Many of Jeffords’ traits are lifted from the real life of Terry Crews, the NFL player-turned-actor for whom the role was created. As an actor, Crews has moved from action movies to drama to comedy, managing to design furniture, build computers, and illustrate magazine covers in between.

In fall 2017, as women worldwide came together to speak about their experiences as victims of harassment and sexual assault, Crews became an outspoken male voice within the #MeToo movement. Crews detailed his experience being groped several years earlier by a well-known Hollywood agent and his reaction to it. In November 2017, Crews filed a report with the real-life Los Angeles Police Department.

He was met with a mixed response. While many applauded his willingness to come forward, many did not. Russell Simmons, music producer and co-founder of Def Jam Recordings, encouraged Crews to “give [his abuser] a pass.” Twitter trolls decided that the victim of male-on-male sexual assault had to be gay (an attack also levied against actor Anthony Rapp, who recently accused Kevin Spacey of an assault in the 1980s). Others questioned Crews’ masculinity because he did not respond with violence.

“My wife told me, three years earlier, she said ‘Terry, never handle any situation like this with violence. You are a target. You can be baited and pulled if you react physically.’ . . . If I would have just retaliated, in defense, I would be in jail right now. And that’s one thing I knew, being a large, African-American man, I would be seen as a thug. But I’m not a thug.
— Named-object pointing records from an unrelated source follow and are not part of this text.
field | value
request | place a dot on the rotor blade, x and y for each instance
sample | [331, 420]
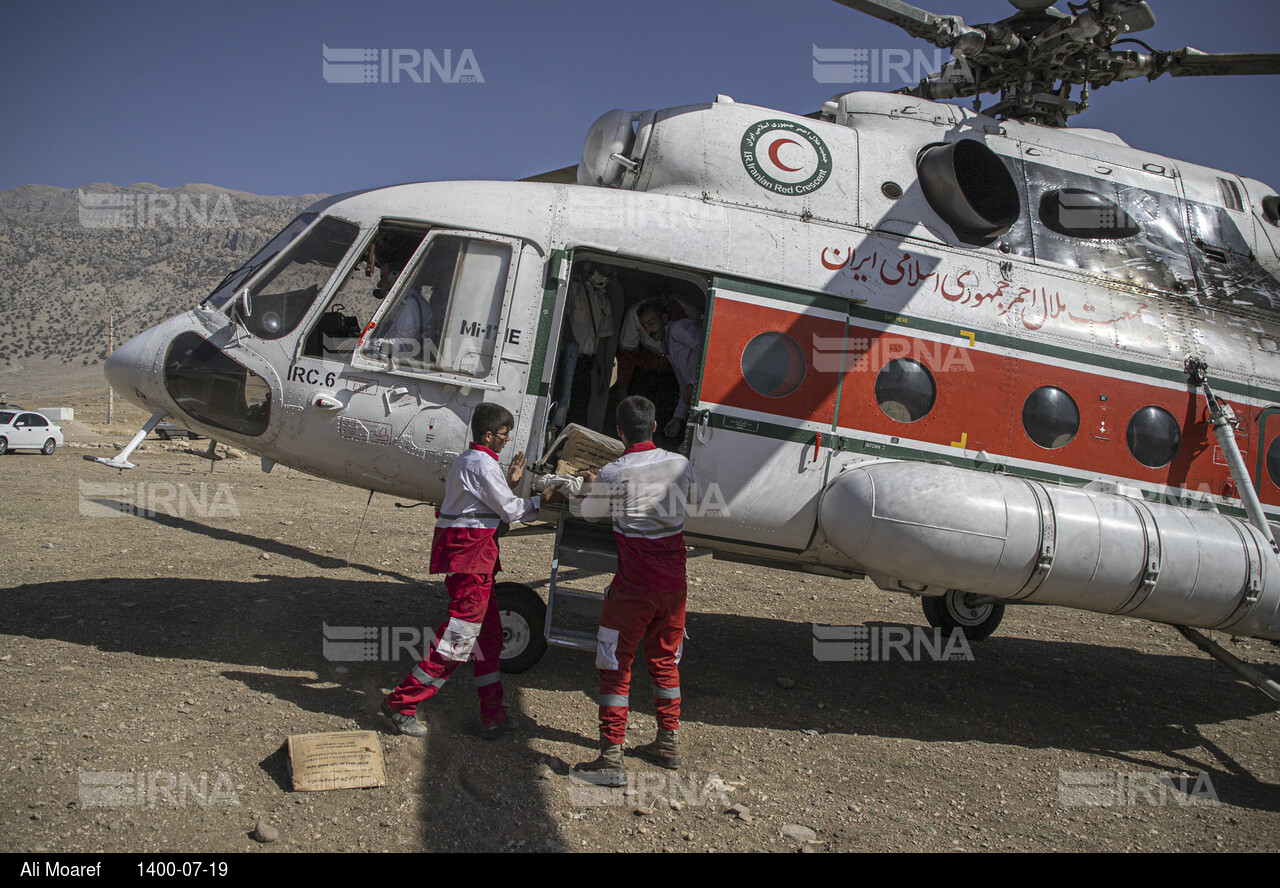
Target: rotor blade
[566, 175]
[914, 21]
[1134, 14]
[1193, 63]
I’m an artist.” (Good Morning America)

There is a debate whether the #MeToo movement should limited to women, but Crews’ voice is needed in the fight against sexual abuse. 1 in 6 men experience sexual abuse in their lifetime, but 87% do not report the incident. In the weeks and months since Crews filed his report, more men have come forward with similar incidents in their own lives.

Terry, whether Crews or Jeffords, subverts the stereotype of what a man is. He has spoken openly about the challenges he has faced (writing “Manhood: How to Be a Better Man or Just Live with One” in the process), and remains committed to the fight against sexual abuse.